You want to speed up your testing efforts, and run more tests. So now the question is – can you run more than one A/B test at the same time on your site?
Will this increase the velocity of your testing program (and thus help you grow faster), or will it pollute the data since multiple separate tests could potentially affect each other’s outcomes? The answer is ‘yes’ to both, but what you should do about it depends.
Let’s look into the “why you shouldn’t” and “why you should” run multiple tests at once.
What you should consider when running multiple simultaneous tests
User comes to your home page, gets to be part of test A. Moves on to the category page, gets to be part of test B. Goes to product page – test C. Adds product to cart – is entered into test D. Completing checkout – test E in effect.
User ends up buying something, and “conversion” is registered.
- Did any of the variations in those tests influence each other, and thus skew the data? (Interactions)
- Which variation of which test gets the credit? Which of the tests *really* nudged the user into buying something? (Attribution)
Andrew explains why running multiple separate tests at the same time might be a bad idea:
A testing tool vendor – Maximyser – advocates that running multiple tests at the same time results in low accuracy:
It’s possible that the “interactions” between variants in the two tests are not equal to each other and uniformly spread out.
The argument is that there are cases where interaction effects between tests matter (often unnoticed), but it can have a major impact on your test conclusions. According to them, instead of simultaneous tests it’d be better to combine the tests, and run them as MVT.
Not everyone fully agrees:
Matt Gershoff recommends you figure two things out before determining whether to run multiple separate tests at once:
If the split between variations is always equal, doesn’t it balance itself out?
This is the standard answer Optimizely provides:
Even if one test’s variation is having an impact on another test’s variations, the effect is proportional on all the variations in the latter test and therefore, the results should not be materially affected.
Some think this model is oversimplified, and the argument also implies that attribution is not important.
Indeed, we should ask the question – do we really care about attribution? We might. Or not. If we want to know what really impacted user behavior, and which of the tests (or a combination of tests – something you can explore with a testing tool like Conductrics) was responsible, then attribution does matter. This why you have hypotheses and stuff, right?

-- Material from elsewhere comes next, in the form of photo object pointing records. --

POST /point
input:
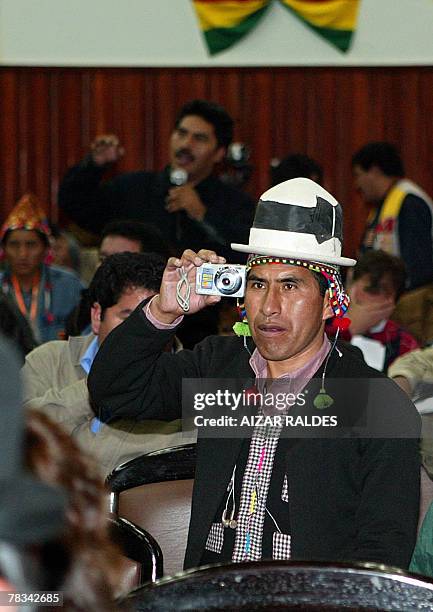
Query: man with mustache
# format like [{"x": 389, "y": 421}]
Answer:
[
  {"x": 275, "y": 491},
  {"x": 191, "y": 207}
]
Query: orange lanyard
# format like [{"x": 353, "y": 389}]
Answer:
[{"x": 20, "y": 300}]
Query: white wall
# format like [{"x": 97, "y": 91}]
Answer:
[{"x": 165, "y": 33}]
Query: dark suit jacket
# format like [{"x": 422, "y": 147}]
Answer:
[{"x": 350, "y": 498}]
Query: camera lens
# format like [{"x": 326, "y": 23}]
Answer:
[{"x": 228, "y": 281}]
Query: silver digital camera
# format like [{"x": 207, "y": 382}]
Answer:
[{"x": 227, "y": 280}]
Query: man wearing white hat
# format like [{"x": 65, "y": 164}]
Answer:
[{"x": 262, "y": 494}]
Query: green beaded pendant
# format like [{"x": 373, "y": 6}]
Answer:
[
  {"x": 242, "y": 329},
  {"x": 323, "y": 400}
]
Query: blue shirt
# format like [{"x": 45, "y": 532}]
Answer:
[{"x": 86, "y": 363}]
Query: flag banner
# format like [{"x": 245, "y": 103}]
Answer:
[
  {"x": 225, "y": 22},
  {"x": 334, "y": 20}
]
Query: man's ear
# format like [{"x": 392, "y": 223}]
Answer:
[
  {"x": 220, "y": 154},
  {"x": 327, "y": 312},
  {"x": 95, "y": 317}
]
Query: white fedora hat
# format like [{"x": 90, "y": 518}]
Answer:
[{"x": 298, "y": 219}]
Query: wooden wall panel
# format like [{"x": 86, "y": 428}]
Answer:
[{"x": 50, "y": 115}]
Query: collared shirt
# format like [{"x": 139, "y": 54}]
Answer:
[
  {"x": 86, "y": 363},
  {"x": 90, "y": 354},
  {"x": 257, "y": 475}
]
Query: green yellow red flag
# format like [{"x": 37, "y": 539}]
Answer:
[
  {"x": 335, "y": 20},
  {"x": 225, "y": 22}
]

Are you in the business of science, or in the business of making money?
The success of your testing program comprises of the number of tests run (e.g. per year), percentage of winning tests and average impact per successful experiment. Now if you severely limit the number of tests you run for the sake of avoiding data pollution, you are also significantly reducing the velocity of your testing.
If your primary goal is to figure out the validity of a single test, to be confident in the attribution and the impact of the test, then you might want to avoid tests with overlapping traffic. But while you do that, you are not running all those tests that might give you a lift – and thus you’re potentially losing money.

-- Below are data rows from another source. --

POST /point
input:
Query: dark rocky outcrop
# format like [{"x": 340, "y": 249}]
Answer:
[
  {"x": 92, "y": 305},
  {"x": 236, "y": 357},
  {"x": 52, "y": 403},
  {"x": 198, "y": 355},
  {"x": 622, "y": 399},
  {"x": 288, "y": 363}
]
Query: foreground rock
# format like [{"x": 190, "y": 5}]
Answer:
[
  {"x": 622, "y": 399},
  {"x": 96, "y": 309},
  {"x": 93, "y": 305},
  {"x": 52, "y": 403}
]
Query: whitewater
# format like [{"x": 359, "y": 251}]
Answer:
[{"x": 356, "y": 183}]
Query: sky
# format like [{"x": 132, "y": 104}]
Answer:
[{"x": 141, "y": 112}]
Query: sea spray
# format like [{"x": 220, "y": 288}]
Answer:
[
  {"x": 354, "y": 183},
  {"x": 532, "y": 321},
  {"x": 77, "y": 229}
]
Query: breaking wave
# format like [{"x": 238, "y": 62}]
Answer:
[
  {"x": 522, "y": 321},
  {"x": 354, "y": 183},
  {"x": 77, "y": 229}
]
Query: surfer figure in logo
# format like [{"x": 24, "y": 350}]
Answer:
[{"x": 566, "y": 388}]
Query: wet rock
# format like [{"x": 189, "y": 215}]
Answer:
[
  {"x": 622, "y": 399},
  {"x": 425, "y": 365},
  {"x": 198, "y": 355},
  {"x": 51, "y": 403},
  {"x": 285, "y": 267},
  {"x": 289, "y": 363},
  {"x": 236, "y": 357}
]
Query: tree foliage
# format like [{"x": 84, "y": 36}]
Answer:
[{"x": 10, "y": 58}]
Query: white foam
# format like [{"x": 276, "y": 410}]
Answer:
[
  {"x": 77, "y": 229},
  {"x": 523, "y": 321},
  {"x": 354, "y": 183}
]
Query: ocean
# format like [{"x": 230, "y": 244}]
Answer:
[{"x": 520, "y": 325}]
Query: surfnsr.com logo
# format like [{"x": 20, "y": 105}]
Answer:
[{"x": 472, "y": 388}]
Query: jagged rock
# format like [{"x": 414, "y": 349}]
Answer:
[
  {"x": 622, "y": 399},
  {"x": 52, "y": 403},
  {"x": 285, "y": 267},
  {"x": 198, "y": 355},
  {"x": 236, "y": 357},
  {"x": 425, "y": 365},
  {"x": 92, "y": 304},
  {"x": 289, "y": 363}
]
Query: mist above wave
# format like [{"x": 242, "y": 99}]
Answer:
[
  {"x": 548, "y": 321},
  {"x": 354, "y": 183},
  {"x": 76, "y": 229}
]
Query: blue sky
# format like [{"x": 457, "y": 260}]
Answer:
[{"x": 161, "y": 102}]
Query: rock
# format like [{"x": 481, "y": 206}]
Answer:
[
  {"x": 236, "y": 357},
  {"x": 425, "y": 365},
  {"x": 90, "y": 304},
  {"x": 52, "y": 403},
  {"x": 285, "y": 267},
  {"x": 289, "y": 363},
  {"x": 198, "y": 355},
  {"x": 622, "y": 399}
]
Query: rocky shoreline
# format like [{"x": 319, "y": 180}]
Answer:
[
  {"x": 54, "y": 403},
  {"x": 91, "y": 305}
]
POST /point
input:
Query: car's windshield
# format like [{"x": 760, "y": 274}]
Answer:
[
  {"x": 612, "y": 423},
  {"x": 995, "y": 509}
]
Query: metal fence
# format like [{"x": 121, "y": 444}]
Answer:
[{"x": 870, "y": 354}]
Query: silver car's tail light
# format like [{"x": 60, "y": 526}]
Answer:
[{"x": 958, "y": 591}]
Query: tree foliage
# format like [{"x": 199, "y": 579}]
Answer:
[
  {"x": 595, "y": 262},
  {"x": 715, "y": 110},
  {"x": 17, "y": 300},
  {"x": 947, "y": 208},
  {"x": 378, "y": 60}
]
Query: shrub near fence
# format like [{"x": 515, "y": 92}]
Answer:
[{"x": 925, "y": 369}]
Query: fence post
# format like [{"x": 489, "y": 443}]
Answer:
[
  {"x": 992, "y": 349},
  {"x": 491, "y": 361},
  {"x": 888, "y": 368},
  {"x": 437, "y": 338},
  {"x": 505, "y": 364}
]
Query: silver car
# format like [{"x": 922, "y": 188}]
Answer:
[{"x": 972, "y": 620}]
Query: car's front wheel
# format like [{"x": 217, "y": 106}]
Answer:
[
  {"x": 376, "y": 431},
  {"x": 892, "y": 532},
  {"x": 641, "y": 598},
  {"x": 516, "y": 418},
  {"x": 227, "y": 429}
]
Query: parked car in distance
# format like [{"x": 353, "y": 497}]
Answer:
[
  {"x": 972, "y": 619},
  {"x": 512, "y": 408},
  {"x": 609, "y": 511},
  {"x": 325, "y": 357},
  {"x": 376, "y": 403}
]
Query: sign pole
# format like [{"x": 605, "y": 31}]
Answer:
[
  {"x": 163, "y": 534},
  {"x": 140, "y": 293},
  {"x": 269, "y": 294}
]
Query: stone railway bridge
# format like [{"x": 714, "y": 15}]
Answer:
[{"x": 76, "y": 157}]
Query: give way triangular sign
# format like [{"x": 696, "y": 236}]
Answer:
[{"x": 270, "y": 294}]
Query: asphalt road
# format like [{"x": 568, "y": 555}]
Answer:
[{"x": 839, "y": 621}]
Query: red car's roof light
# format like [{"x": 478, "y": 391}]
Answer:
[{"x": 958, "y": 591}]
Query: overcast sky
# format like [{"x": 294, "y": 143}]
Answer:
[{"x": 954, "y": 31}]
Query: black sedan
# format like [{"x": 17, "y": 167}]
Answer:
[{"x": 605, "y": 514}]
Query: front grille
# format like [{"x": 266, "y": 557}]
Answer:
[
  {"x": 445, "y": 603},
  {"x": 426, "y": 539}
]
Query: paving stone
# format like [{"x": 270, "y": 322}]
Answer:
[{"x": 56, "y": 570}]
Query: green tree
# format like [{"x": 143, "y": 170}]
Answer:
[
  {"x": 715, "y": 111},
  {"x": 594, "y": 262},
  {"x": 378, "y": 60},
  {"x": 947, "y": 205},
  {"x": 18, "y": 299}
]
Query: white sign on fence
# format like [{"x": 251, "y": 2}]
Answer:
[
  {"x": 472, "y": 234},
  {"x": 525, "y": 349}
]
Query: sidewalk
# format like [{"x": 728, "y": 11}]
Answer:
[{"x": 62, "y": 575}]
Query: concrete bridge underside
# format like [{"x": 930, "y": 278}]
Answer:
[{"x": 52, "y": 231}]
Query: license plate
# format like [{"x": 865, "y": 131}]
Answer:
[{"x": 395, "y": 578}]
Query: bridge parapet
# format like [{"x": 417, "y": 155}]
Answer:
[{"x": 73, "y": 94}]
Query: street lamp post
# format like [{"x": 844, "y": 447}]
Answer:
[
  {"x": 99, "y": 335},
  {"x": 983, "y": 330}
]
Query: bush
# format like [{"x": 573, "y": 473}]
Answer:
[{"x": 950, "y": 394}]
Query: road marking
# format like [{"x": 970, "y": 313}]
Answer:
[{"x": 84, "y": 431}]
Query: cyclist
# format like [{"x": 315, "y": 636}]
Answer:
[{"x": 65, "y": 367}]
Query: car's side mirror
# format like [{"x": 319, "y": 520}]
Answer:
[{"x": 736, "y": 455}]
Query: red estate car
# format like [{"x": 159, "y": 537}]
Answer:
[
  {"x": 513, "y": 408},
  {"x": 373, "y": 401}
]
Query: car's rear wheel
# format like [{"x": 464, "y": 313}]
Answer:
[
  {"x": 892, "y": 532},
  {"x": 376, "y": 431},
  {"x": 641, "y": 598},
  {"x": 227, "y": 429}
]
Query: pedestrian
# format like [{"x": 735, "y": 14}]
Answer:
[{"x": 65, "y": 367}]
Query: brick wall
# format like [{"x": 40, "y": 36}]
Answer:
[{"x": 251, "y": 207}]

In essence, do you care more about the precision of the outcome, or making money?
Here’s what Lukas Vermeer thinks about running multiple tests at once on the same site:
Lukas also confirmed that he is running simultaneous tests himself.
Choose the right strategy
We want to run more tests, but we also want the results to be accurate. So what are the options that we have available to us? Matt Gershoff has done a great job explaining the options here, related article also on the Maximyser blog. I’m summarizing the 3 main strategies you should choose from:
1. Run multiple separate tests
Unless you suspect extreme interactions and huge overlap between tests, this is going to be OK. You’re probably fine to do it, especially if what you test is not paradigm-changing stuff and there’s little overlap.
2. Mutually exclusive tests
Most testing tools give you the option to run mutually exclusive tests, so people wouldn’t be part of more than 1 test. The reason you’d want to do this is to eliminate noise or bias from your results. The possible downside is that it might be more complex to set this kind of tests up, and it will slow down your testing as you’ll need adequate sample size for each of these tests.

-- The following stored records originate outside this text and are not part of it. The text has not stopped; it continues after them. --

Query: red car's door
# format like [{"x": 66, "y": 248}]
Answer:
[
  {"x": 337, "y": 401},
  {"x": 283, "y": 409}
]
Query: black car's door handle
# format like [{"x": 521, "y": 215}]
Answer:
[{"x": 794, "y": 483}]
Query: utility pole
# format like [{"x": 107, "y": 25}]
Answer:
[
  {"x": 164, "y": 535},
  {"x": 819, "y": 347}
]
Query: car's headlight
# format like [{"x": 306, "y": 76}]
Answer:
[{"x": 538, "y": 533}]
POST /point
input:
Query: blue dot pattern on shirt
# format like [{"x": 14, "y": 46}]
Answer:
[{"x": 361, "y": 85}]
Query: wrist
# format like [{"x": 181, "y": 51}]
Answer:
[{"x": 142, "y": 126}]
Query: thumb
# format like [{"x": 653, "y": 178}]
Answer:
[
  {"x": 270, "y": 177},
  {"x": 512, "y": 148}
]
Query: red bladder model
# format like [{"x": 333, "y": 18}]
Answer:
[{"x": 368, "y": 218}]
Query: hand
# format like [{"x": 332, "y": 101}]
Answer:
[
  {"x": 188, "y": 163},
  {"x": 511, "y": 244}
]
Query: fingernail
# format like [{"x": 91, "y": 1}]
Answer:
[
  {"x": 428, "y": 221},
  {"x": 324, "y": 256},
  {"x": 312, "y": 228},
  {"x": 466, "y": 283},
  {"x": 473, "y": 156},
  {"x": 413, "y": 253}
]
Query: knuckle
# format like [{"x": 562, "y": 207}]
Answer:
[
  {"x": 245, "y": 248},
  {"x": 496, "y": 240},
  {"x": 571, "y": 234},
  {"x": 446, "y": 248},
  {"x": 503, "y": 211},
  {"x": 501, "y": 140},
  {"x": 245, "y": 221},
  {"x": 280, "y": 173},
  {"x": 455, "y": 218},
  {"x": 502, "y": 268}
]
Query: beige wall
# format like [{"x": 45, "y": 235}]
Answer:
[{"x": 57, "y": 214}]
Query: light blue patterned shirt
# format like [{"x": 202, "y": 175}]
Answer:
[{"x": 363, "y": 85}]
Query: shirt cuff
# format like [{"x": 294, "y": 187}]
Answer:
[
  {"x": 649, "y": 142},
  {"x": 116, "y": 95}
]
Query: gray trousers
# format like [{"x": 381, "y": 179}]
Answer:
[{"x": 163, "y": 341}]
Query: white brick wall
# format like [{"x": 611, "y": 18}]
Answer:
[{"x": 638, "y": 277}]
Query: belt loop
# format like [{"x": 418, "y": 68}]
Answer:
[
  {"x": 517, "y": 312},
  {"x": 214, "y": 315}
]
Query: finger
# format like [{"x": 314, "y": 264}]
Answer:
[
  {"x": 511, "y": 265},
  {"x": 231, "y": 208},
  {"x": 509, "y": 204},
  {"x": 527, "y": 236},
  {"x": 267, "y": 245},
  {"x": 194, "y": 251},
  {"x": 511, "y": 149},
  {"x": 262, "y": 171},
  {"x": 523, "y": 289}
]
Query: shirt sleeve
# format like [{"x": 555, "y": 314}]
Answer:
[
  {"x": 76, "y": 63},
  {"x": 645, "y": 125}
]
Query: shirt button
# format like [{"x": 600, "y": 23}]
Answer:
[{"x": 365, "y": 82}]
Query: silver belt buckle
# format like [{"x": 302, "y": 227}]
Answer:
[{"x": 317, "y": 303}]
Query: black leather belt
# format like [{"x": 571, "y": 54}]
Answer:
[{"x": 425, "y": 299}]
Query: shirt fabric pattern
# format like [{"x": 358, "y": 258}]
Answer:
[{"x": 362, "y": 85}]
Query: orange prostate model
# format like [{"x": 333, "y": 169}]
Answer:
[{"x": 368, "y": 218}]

3. Combine multiple tests into one, run as MVT
If you suspect strong interaction between tests, it might be better to better to combine those tests together, and run as a MVT. This option makes sense if the tests you were going to run measure the same goal (e.g. purchase), they’re in the same flow (e.g. running tests on each of the multi-step checkout steps), and you planned to run them for the same duration.
MVT doesn’t make sense if Test A was going to be about an offer and Test B experimenting with the main navigation – low interaction.
How to balance testing speed and accuracy of results?
Testing speed and accuracy of test results is a trade-off, and there is no single right answer here, although these three experts recommend similar approaches:
Like with most things in life, there’s no easy, single answer here.
In most cases you will be fine running multiple simultaneous tests, and extreme interactions are unlikely. Unless you’re testing really important stuff (e.g. something that impacts your business model, future of the company), the benefits of testing volume will most likely outweigh the noise in your data and occasional false positives.
If based on your assessment there’s a high risk of interaction between multiple tests, reduce the number of simultaneous tests and/or let the tests run longer for improved accuracy.